Homework tends to be a challenging issue for kids with AD/HD and frustrating for the parents! Because these children often have problems with poor time management and the fact that they often don’t have a clue how much time is needed to complete homework, assignments are typically left undone or are handed in late with the result that the student receives a lower grade for the same amount of work. Children with AD/HD tend to have a difficult time planning ahead and goal setting and often ‘wait until the last minute.
Here are some tips for parents:
1. Have reasonable expectations for the younger child. 10 minutes of homework for each grade level is a general rule of thumb. If your child is spending more time than that, you may want to talk with your child’s teacher about adjusting the workload.
2. Find a location in your home where the homework will be done. This should be away from other distractions such as TV and away from other family noise. It should be uncluttered with all the needed supplies your child is most likely to need at the workspace.

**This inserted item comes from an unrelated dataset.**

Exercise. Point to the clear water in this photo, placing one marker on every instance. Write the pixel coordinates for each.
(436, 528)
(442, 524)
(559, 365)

Establish a regular homework time.
The best time is either right before dinner or early in the evening (especially for the child on medication whose medication will ‘wear off’ by early to mid-evening). An AD/HD child may need a short break after doing homework that may be tedious. Make sure however, that the break is short (5-10 minutes max) and the child is doing something that he or she can easily break away from. Therefore, I do not recommend that the break be surfing the computer, emailing friends or playing video games.
3. Establish a routine homework schedule. You should sit down with your child and draw up a homework schedule. You can then review all of the assignments and make sure that the child understands what he or she is supposed to do and has all of the needed materials. Ask you child if he or she knows how long it will take to complete each assignment. I strongly recommend that each student carry a homework planner to keep track of assignments.
4. Have incentives for diligently doing homework such as a fun activity to do when the homework is done.
5. Encourage your child to cross off tasks as they are completed.
6. It is OK to help your child get started. Then have your child continue with a reasonable amount to accomplish independently. Look over the homework, checking for completion, careless errors and legibility. It is not important that you correct all of his or her errors or make your child turn in a perfect paper. If the homework seems to be too confusing or difficult for your child, let the teacher know.
7. If the homework is a continual source of frustration, battles and tears, seek the help of the school for appropriate modifications and adjustments to homework. Remember that you may need to advocate for your child.
8. It may be helpful to have two different folders (color-coded) in your child’s backpack. One for things to do and one for things needed to be turned in.
9. A real frustration for parents of AD/HD children is the child not knowing what the homework is and what assignments are due and when. This is particularly frustrating when the teacher does not keep the assignments up to date online or does not communicate with the parent. You may need to schedule an appointment to meet with the teacher yourself. Having a second set of books at home is not a bad idea if your child forgets to bring them home frequently.